A chi serve un video interattivo AI che sembra esploso? A chi crede che il contenuto immersivo non debba essere perfetto, ma solo nuovo. E in questo, Odyssey ha ragione. La noia uccide l’innovazione più velocemente di un crash del sistema, e il sogno, anche se pixelato, è più potente della realtà HD.

Nel frattempo, il mondo del gaming vero — quello che deve vendere copie, fare engagement e monetizzare ore di gameplay — può dormire sonni tranquilli. Odyssey non ruberà il lavoro a Fortnite, né sostituirà The Last of Us come forma d’arte. Ma forse, in un angolo di questo esperimento borderline, c’è una strada che porta da qualche parte.
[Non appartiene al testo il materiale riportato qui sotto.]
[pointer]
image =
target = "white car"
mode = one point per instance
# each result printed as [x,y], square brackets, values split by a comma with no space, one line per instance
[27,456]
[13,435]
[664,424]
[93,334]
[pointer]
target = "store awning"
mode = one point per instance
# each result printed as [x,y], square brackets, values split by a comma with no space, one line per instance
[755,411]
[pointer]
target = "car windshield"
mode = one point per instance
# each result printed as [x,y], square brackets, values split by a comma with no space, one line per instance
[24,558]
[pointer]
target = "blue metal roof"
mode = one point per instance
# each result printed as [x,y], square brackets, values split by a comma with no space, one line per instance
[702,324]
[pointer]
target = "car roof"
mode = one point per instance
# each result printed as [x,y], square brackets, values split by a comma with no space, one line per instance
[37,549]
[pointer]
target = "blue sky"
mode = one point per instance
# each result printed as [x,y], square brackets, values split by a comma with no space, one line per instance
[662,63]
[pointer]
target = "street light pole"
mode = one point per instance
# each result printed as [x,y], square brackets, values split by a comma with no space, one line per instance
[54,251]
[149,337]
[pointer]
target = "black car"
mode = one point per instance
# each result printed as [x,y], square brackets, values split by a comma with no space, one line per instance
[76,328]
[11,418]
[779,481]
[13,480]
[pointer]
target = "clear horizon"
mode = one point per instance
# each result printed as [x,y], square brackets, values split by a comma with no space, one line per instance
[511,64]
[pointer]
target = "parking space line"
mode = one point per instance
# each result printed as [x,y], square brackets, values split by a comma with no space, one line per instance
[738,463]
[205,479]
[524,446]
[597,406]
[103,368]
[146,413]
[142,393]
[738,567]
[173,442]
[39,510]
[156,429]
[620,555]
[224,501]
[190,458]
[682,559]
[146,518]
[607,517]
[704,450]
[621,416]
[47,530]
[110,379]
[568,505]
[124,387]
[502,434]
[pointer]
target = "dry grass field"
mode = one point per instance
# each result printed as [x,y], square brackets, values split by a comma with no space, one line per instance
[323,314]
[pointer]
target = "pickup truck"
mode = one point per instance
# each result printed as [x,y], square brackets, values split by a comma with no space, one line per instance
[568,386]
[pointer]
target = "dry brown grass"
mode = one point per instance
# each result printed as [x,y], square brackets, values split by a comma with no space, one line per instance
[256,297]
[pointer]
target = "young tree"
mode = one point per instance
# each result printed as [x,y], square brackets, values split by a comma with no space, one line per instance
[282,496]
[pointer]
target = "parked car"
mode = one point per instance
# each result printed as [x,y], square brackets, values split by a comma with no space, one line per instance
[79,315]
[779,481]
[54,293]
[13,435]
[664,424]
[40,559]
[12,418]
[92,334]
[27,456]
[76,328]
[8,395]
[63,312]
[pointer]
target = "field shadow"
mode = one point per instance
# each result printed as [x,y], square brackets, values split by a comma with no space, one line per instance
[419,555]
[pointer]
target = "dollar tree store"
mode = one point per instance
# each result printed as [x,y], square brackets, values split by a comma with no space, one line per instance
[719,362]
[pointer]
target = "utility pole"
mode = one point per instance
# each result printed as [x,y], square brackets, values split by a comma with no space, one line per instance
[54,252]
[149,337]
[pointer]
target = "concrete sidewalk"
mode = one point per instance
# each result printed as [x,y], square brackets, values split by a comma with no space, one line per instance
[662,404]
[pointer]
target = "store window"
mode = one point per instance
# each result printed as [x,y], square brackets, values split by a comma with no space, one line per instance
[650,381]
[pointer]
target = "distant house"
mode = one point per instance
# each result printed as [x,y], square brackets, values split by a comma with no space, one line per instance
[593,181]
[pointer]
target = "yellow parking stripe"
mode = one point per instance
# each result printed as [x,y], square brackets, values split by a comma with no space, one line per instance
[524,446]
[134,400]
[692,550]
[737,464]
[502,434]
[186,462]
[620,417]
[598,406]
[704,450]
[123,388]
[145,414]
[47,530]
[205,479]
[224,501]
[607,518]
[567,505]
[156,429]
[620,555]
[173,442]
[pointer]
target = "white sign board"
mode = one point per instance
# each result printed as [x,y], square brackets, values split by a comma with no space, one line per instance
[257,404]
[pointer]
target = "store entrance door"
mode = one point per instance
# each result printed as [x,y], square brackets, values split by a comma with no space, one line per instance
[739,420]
Il futuro non sarà definito dalla perfezione, ma dall’insistenza. E Odyssey, con i suoi muri che diventano pareti liquide e i suoi centri commerciali da incubo lynchiano, è la prova che qualcuno là fuori è disposto a sbagliare — in pubblico, su larga scala — per raggiungere qualcosa che oggi sembra ridicolo, ma domani potrebbe farci dimenticare che un tempo guardavamo solo.

“La realtà è ciò che continua a esistere anche quando smetti di crederci.” Philip K. Dick

Odyssey, per ora, è solo una fede cieca nel glitch. Ma chi ha detto che l’epifania non possa passare per un errore di rendering?